Reynolds, the Teaching Award recipient, has also seen his primary way of working impacted by COVID-19. He is currently on sabbatical and continues his involvement with the Dayton Philharmonic Youth Orchestra. “For almost 25 years, I conducted children’s concerts for the Dayton Philharmonic Orchestra and was working on a project to revise these programs to be meaningful to the community, and then all education concerts were canceled (because of COVID-19),” he said.

While working with the youth orchestra, Reynolds has seen an increase in appreciation of the act of making music together more than ever. “When the threat to take away something comes, we appreciate it so much more. If we thought we were passionate before, we find out the depths of our passion,” he explained. He and other organizers have come up with ways to rehearse safely while following the logistics guidelines of multiple agencies.
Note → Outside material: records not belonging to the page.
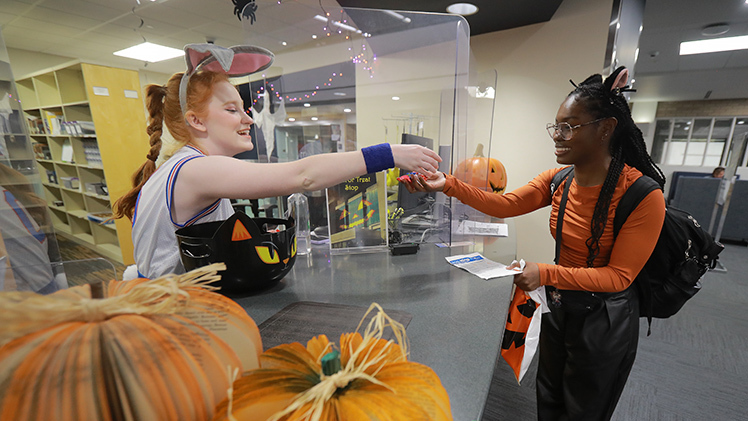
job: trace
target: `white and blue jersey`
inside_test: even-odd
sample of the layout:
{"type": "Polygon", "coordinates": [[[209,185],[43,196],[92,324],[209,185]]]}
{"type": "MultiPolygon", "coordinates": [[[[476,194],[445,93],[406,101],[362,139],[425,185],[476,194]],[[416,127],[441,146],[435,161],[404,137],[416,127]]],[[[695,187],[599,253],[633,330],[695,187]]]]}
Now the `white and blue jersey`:
{"type": "Polygon", "coordinates": [[[154,279],[169,273],[184,273],[176,230],[222,221],[234,213],[228,199],[219,199],[184,224],[174,221],[172,201],[179,171],[185,163],[203,156],[205,154],[193,146],[182,147],[151,175],[140,191],[132,225],[135,263],[140,276],[154,279]]]}
{"type": "Polygon", "coordinates": [[[0,291],[34,291],[49,294],[67,287],[64,275],[56,277],[49,260],[49,241],[39,224],[13,193],[0,187],[0,241],[5,245],[10,262],[10,283],[5,284],[7,272],[2,270],[0,291]],[[15,283],[13,285],[13,283],[15,283]]]}

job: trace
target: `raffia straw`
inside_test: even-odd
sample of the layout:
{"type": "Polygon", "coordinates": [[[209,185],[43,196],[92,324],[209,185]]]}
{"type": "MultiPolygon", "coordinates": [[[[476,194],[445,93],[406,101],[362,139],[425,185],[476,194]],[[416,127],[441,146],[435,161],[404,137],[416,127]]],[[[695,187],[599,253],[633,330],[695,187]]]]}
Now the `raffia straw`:
{"type": "Polygon", "coordinates": [[[136,285],[122,295],[90,299],[33,292],[0,294],[0,346],[11,340],[60,323],[96,322],[123,314],[168,314],[184,307],[190,288],[214,290],[226,265],[215,263],[183,275],[166,275],[136,285]]]}
{"type": "Polygon", "coordinates": [[[371,306],[369,306],[369,309],[366,311],[366,314],[361,319],[361,322],[356,328],[357,332],[361,328],[361,325],[366,319],[366,316],[368,316],[369,313],[371,313],[375,309],[378,310],[377,314],[372,318],[371,321],[369,321],[369,324],[364,331],[363,340],[361,341],[359,347],[350,350],[351,356],[348,359],[348,363],[345,365],[345,367],[333,375],[322,375],[320,377],[319,383],[317,383],[314,387],[307,390],[306,392],[296,395],[294,400],[288,407],[286,407],[286,409],[268,418],[268,421],[278,421],[284,416],[293,413],[297,409],[302,408],[309,403],[311,403],[309,410],[307,410],[301,416],[301,418],[308,419],[310,421],[319,421],[322,417],[325,403],[332,398],[332,396],[338,389],[346,387],[350,382],[357,379],[367,380],[371,383],[393,390],[386,383],[377,380],[375,377],[376,373],[378,373],[379,370],[381,370],[381,368],[384,366],[384,364],[380,363],[382,363],[382,360],[384,360],[384,358],[387,356],[387,350],[393,345],[393,341],[387,341],[387,344],[382,347],[382,349],[378,353],[376,353],[376,355],[371,355],[374,347],[371,347],[371,349],[369,349],[365,355],[362,356],[361,354],[369,345],[381,339],[382,334],[384,333],[384,329],[389,326],[394,332],[397,343],[398,345],[400,345],[400,348],[402,350],[402,359],[407,360],[408,339],[405,335],[405,327],[401,323],[393,320],[390,316],[388,316],[384,312],[382,307],[377,303],[373,303],[371,306]],[[374,375],[366,374],[366,370],[368,370],[369,367],[376,366],[377,364],[380,364],[380,366],[376,369],[374,375]]]}
{"type": "Polygon", "coordinates": [[[234,367],[233,370],[231,370],[231,366],[227,366],[228,373],[229,373],[229,389],[228,392],[228,399],[229,399],[229,405],[226,408],[226,414],[228,414],[229,421],[237,421],[236,417],[231,414],[233,411],[234,406],[234,382],[236,381],[236,378],[239,377],[239,367],[234,367]]]}

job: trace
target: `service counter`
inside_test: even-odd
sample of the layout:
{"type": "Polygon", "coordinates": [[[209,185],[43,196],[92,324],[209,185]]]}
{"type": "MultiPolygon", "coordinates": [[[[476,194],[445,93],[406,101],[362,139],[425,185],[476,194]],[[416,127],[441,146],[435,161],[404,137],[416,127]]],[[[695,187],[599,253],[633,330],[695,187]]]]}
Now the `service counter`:
{"type": "MultiPolygon", "coordinates": [[[[516,250],[514,226],[509,226],[509,237],[452,248],[422,244],[418,253],[404,256],[330,254],[326,246],[315,246],[311,256],[297,257],[280,284],[235,300],[258,324],[299,301],[361,307],[376,302],[385,310],[410,313],[410,359],[440,377],[455,420],[479,420],[499,355],[512,278],[485,281],[445,257],[479,251],[508,264],[516,250]]],[[[337,343],[339,338],[330,339],[337,343]]]]}

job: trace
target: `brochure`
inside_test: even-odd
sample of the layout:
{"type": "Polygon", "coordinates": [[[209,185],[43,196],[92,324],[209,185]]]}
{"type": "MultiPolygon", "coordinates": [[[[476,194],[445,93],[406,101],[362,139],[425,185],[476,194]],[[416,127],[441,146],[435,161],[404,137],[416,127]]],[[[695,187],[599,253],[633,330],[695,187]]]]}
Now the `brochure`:
{"type": "MultiPolygon", "coordinates": [[[[513,276],[522,273],[522,269],[507,269],[507,265],[486,259],[480,253],[461,254],[457,256],[445,257],[449,264],[465,269],[466,271],[477,275],[483,279],[500,278],[502,276],[513,276]]],[[[525,267],[525,262],[520,261],[521,267],[525,267]]]]}

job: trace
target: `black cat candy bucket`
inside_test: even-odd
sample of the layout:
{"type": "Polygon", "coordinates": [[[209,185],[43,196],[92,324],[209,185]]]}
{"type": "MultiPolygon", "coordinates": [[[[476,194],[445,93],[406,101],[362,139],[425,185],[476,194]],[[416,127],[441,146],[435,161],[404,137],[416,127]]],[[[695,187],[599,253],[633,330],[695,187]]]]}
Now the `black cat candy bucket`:
{"type": "Polygon", "coordinates": [[[224,294],[244,294],[269,288],[296,261],[293,218],[250,218],[236,212],[225,221],[180,228],[179,254],[187,271],[223,262],[220,287],[224,294]]]}

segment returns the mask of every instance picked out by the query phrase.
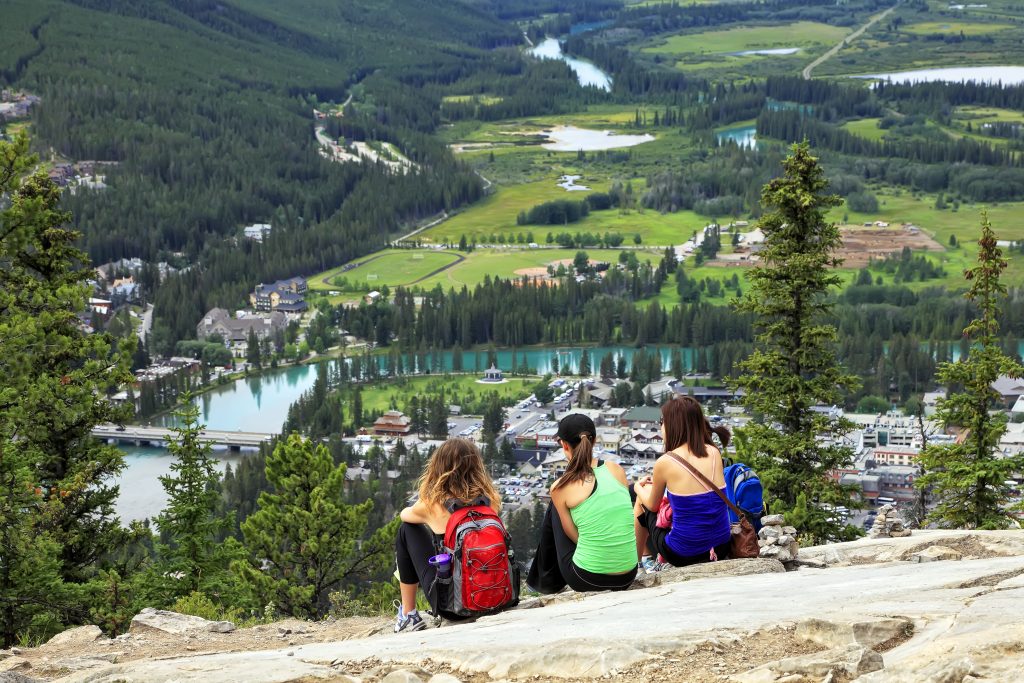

Reynolds is also continuing research with a college orchestra association working together to develop diversity lists of composers for smaller colleges. “Creating a repertoire from diverse composers can be very difficult for non-professional orchestras. We are working on a website with a weekly blog featuring underrepresented composers, their stories, and their music,” he said.

Although Reynolds is not teaching at UD this semester, he still refers to a 25-year-old list of teaching suggestions he gathered from students early in his teaching career. The list is full of helpful suggestions including “Show us every day that you love your job” and “Enjoy the time you spend with us.” His interaction with students has had a great impact on his teaching philosophy. “Everything important I’ve learned, my students taught me,” he said.

Like Wu and Reynolds, Hallinan has experienced reduced opportunities for his work during the pandemic. “It has diminished my service, and I’m just trying to keep up,” he said. “All my teaching is project-based, and I have 120 students this semester. One class has 17 teams, and all class  projects are linked to societal needs. I want to make sure students are getting engineering experience with application to needs in our community and more broadly across the country, the Service Award recipient said.

Hallinan has sought ways to adapt to a reality that prohibits in-person service. “My students and I are collecting data to look at gaps in access to food, health, wealth, and everything. My students are doing engineering that can be useful for the world and our country,” he explained. “I’ve been part of the Dayton Food Coalition for the last two years. The team I’m co-leading with two friends is looking at equity and sustainability...to develop resources for farmers to upload data on what they’re growing and to be able to benchmark what they’re doing relative to others. 

They can better share best practices, what’s working, and how they’re getting it to work.”

Despite the challenges of being a faculty member in trying circumstances, all three recipients point to UD students as an inspiration. 

“They genuinely care and want to do things that benefit society,” Wu said. “Growing up, my experiences were in different places, and I attended big public schools where students focus on academics and tend to think of other things as frivolous. Here, students genuinely care about society, injustice, and the common good. It’s heartwarming to see their enthusiasm.”

Similarly, Hallinan recognizes what he has gained from his students. “From the day I set foot on campus, I felt the students more than any other groups helped teach the value of having people around who cared about and were interested in you,” he related. “(During) my first semester, I was invited by my students to join their intramural (teams), which forever changed me.”

Reynolds added, “If you take the time to get to know your students, you never get bored. I see close to 200 students a week that I’m not just teaching, but making music with...I love making music with students but also love hearing their stories,” he said.